If the thought of shaking up your business fills you with dread, you are not alone! Day-to-day pressures along with the comfort of familiar routines and fear of the unknown are barriers to change in many businesses. However, at a time when economic and digital drivers are disrupting our environment, your ability to lead and manage change is very important.
So, where do you start when you need to shake up your business?
Good practice is to set aside time for strategic planning. At a minimum, you should take time out at least once a year to review your business and benchmark your performance against similar businesses in your sector.
When conducting this exercise, make sure that you have the necessary information to check that your expenses are in line with, or better, than your competitors, that your costs are under control and profitability is being maximised.
Improving the financial strength of your business is a very effective way to ensure that you are ready to cope with the impact of any necessary changes.
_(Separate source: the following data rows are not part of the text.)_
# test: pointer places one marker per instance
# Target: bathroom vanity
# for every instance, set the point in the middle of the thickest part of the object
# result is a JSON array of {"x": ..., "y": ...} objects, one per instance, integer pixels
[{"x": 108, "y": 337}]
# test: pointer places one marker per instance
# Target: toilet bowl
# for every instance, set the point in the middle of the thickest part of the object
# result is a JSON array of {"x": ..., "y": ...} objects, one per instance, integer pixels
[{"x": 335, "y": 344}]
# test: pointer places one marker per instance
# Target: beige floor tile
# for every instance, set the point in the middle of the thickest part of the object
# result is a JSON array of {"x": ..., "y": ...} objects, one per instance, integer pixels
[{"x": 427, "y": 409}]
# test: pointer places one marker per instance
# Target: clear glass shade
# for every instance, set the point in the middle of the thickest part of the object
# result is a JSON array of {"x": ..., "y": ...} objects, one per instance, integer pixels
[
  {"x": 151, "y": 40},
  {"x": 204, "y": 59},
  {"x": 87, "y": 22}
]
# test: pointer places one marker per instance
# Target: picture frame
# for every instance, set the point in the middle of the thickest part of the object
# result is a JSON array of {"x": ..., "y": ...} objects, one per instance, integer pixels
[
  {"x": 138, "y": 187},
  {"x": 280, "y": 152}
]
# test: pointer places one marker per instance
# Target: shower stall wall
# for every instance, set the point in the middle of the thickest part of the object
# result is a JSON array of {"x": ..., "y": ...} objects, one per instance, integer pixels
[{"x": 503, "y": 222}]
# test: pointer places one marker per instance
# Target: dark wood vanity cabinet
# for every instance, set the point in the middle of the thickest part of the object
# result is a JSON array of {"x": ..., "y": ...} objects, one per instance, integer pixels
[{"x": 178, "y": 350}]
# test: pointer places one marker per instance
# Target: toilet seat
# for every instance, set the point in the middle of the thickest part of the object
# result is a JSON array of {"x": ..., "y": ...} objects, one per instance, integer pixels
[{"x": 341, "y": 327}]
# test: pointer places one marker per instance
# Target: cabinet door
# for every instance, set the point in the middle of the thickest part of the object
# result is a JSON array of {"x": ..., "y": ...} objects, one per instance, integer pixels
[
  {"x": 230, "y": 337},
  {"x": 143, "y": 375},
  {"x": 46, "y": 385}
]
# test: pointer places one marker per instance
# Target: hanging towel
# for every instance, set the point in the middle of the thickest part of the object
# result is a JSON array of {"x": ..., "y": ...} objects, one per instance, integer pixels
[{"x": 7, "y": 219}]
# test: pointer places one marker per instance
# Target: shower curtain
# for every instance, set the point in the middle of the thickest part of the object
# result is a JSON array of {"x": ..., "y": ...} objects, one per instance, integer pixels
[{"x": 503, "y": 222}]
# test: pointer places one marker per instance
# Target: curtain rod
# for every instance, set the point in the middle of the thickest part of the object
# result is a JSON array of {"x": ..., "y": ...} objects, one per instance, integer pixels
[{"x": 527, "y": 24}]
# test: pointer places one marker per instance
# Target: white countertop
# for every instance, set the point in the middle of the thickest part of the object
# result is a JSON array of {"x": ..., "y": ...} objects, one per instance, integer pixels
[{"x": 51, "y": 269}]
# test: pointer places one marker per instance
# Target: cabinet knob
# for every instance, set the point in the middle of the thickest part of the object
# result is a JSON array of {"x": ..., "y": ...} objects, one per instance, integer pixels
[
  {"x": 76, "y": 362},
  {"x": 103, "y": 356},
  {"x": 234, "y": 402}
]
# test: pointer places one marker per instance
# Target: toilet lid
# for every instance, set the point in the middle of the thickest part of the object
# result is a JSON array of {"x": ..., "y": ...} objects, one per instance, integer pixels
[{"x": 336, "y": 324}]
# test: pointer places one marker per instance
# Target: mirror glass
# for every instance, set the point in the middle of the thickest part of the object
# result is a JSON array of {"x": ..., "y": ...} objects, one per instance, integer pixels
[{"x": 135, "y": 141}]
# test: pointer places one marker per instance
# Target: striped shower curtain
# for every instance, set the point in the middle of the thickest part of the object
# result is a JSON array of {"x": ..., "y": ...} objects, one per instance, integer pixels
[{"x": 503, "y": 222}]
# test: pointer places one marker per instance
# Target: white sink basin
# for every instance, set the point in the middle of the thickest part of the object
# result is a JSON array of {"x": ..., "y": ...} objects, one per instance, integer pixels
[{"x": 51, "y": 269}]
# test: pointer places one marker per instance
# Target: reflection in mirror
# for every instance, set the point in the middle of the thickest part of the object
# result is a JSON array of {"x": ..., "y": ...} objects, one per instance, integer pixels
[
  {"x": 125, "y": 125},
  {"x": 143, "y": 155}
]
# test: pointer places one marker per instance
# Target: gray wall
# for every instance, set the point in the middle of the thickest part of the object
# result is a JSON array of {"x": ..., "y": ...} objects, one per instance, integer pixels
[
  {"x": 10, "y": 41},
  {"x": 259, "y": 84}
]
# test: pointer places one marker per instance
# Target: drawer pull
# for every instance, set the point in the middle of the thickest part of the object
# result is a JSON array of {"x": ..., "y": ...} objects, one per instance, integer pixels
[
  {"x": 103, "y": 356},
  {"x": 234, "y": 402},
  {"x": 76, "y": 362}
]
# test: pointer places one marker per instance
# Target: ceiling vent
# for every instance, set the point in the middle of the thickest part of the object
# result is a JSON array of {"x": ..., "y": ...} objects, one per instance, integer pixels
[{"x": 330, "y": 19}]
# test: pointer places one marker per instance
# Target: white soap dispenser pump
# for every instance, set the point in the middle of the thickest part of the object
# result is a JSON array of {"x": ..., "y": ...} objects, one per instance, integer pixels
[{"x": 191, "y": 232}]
Effective businesses have the resources to rapidly analyse financial information and performance indicators. However, you don’t have to be a large business to benefit from good management reporting. If you do not have an in-house accounting team, real time accounting services are a good way to overcome this problem.
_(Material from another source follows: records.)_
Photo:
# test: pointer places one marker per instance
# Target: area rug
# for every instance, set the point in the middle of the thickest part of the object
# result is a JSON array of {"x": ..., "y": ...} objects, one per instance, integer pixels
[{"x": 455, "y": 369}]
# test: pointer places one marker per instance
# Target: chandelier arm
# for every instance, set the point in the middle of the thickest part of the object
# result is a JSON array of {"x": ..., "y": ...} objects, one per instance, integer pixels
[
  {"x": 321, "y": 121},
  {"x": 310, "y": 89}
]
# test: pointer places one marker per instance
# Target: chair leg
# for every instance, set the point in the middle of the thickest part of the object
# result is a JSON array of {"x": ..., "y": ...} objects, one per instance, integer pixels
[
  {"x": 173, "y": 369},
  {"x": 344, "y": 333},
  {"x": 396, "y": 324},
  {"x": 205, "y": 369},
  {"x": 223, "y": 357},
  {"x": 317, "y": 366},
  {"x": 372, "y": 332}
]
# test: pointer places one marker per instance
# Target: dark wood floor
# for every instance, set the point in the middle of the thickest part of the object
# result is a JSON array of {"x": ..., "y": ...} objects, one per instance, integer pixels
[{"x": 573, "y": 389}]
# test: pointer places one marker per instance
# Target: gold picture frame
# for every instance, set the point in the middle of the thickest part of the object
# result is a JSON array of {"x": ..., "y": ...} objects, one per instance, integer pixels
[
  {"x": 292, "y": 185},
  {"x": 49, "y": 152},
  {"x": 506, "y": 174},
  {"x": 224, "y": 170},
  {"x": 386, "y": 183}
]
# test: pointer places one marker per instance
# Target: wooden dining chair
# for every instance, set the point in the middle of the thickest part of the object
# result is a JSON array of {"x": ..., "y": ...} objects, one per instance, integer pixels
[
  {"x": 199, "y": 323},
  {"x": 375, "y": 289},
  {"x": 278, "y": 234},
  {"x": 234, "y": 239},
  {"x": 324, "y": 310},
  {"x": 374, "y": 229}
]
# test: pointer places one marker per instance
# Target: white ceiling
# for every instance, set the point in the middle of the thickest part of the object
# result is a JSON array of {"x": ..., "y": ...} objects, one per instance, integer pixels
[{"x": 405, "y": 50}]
Depending on the outcome of your business review, there may be positive reasons to introduce change. Alternatively, there may be warning signs that you need to shake up your business. Examples of these positive and negative indicators are set out below.
Positive reasons to shake up your business processes and/or structure
• You have outgrown your current business structure.
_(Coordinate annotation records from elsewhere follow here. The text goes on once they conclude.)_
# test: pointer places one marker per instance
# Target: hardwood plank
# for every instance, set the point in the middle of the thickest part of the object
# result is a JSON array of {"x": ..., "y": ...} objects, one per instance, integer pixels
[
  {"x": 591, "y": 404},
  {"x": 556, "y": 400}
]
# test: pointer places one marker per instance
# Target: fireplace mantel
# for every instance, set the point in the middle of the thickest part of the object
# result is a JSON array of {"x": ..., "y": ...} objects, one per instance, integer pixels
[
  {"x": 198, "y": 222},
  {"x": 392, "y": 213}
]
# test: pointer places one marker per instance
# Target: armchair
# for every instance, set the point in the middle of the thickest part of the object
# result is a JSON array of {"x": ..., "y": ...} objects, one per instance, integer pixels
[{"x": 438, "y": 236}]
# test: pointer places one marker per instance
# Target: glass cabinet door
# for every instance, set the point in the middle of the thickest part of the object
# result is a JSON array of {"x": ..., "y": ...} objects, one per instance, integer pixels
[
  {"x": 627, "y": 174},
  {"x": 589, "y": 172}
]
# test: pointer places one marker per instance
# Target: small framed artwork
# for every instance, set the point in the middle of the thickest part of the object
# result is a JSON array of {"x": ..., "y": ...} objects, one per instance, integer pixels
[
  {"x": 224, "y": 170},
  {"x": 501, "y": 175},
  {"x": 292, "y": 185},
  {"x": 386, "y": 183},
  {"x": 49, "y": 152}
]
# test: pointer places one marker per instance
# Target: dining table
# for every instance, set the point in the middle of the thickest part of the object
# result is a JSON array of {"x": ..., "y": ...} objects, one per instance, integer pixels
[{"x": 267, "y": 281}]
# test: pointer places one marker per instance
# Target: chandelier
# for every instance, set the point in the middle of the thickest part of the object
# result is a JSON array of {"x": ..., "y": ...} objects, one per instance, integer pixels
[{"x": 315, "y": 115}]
• You want to develop additional revenue streams or enter a new market.
• You need to raise capital to fund business development.
• Your competitive environment is changing and the time is right to acquire or merge with another business.
• You want to bring in the next generation, take on a new partner or recruit to enhance your management team.
Warning signs that you need to shake up your business
• You spend most of your time ‘fire-fighting’ day-to-day crises.
• You no longer have time to keep up with industry/market trends.
• You are losing customers and/or not achieving expected results.
• You have difficulty retaining employees.
Leading and managing change
Regardless of the size of your business, your ability to lead and manage change is the key to achieving success. While not everyone is a born leader, leadership skills can be acquired. Mentoring and personal development can be helpful in this regard. Likewise, bringing external expertise into your boardroom enhances objectivity and can help you make better business decisions. Consultants can introduce up-to-date knowledge and insights that can help you develop a more robust business strategy. While internal teams have valuable business and customer knowledge, it is often easier for external consultants to identify problems and confront obstacles such as resistance to changing the status quo.
When developing your strategy, remember to take into account the tax consequences of any planned business changes.
Update your business plan and communicate your vision clearly to your team. Check that the goals you set for yourself and your employees are aligned and monitored on an ongoing basis to ensure that everyone stays on track.
Finally, remember that change is continuous and shaking up your business should not be seen as a once-off event. By regularly benchmarking your performance and reviewing your business strategy and plan, you will optimise your ability to keep.